Nearly every Viet Nam returnee I know split. Bobby called it expatriation. From east they went west; from north, south. Or some, like me, went no place and every place—the road, the open, unending, ever-shifting road. As near as I can tell, virtually every one of us at some point or another moved because of restlessness, alienation, an itch within; moved, got the fuck out, beat feet, skyed. Some hid it in corporate transfers, like Tashkor and Rasmuellen, who later became our attorneys at High Meadow; some hid it in numbed-out self-medication; some in their own planned “accidental” permanent checking out.

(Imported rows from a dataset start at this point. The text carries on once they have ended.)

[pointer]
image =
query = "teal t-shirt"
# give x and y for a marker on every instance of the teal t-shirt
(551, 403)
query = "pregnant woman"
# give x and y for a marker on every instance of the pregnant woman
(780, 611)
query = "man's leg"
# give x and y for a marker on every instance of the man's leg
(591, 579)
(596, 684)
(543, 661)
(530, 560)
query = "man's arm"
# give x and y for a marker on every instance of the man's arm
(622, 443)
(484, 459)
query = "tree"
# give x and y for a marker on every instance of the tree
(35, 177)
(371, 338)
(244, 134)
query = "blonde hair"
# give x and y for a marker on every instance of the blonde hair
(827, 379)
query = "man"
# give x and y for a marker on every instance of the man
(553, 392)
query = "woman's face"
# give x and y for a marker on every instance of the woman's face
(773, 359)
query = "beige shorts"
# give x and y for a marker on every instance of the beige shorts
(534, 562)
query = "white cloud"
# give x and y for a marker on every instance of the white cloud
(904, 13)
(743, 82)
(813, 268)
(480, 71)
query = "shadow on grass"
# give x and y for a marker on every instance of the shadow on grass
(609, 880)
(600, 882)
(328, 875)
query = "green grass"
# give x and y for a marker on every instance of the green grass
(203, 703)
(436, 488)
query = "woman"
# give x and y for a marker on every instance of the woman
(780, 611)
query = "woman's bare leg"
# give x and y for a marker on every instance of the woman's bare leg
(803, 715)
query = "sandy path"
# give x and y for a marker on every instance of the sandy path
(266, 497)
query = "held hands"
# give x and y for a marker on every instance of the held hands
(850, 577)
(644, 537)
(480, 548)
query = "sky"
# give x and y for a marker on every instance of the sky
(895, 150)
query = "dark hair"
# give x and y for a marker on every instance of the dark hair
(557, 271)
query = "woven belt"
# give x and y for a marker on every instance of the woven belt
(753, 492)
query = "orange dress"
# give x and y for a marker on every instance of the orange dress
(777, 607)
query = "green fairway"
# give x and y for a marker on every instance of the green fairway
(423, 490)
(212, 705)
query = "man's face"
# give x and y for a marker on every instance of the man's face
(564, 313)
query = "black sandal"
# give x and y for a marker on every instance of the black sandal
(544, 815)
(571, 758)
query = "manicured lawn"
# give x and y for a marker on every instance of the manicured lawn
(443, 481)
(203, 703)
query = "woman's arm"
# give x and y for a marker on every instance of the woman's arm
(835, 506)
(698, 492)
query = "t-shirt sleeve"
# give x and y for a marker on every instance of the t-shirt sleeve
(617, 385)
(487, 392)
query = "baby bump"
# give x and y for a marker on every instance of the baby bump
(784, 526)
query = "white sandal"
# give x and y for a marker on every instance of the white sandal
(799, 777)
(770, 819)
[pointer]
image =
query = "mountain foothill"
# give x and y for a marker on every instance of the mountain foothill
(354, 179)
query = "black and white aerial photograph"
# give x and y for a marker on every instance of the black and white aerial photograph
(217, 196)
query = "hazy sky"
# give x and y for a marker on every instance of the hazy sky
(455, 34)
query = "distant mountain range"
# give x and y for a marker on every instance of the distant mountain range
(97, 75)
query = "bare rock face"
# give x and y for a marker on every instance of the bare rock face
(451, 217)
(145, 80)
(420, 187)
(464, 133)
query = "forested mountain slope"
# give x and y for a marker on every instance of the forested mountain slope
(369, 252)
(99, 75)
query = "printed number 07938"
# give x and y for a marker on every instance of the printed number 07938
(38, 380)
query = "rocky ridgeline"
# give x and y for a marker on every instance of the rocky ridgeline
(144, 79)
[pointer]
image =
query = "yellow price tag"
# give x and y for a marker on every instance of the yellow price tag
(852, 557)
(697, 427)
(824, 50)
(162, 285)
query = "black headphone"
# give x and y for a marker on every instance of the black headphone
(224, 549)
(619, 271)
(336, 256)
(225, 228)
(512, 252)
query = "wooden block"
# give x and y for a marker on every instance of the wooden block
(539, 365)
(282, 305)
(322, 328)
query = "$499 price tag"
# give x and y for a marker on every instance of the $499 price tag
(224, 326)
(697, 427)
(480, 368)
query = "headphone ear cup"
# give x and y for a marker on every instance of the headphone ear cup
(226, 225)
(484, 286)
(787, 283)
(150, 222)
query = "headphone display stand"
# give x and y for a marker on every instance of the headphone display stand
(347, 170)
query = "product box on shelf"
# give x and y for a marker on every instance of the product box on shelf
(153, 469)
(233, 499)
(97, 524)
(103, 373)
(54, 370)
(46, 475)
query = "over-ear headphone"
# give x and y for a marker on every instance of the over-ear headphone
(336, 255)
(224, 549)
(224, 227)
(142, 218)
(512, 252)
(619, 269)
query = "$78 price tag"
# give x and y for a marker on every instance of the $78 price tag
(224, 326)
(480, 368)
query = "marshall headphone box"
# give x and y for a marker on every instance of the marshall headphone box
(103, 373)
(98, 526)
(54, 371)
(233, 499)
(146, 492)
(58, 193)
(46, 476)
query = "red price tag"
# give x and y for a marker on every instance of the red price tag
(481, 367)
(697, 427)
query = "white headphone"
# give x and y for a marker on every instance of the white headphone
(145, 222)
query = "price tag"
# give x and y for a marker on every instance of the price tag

One problem was the seemingly amorphous shades-of-gray conflicts in everyday life. Enemies were indefinable, indistinguishable—CONTRARY to popular myth, UNLIKE Nam where the enemy was definable and distinguishable, just elusive, excellent at self-camouflage, able to leap uncrossable borders to unassailable sanctuaries. But back in the World, there seemed to be only gnawing, ungraspable problems eroding strength, integrity, resolve. Bobby called them Gumption Suckers. Spirit usurpers. Like being in thick pea soup, like Nam mountaintop fog so thick your eyes played tricks on you and when they told you there was something out there, you saw things that were not really there—and when they told you there was nothing, something unseen would emerge and grab your rickety ass. Who was the enemy? Certainly it varied man to man, woman to woman, vet to vet. Demons: the absence of full-blown Post Traumatic Stress Disorder does not mean one is not continually attempting to cope with his combat experience. More ambiguous, insidious enemies: The System, drugs, agent orange, crime, money, the Me Generation, bad marriages, the VA, prison, filmdom, and the media. But again I am far ahead of myself. I still did not know Bobby Wapinski. And he too had a row to hoe.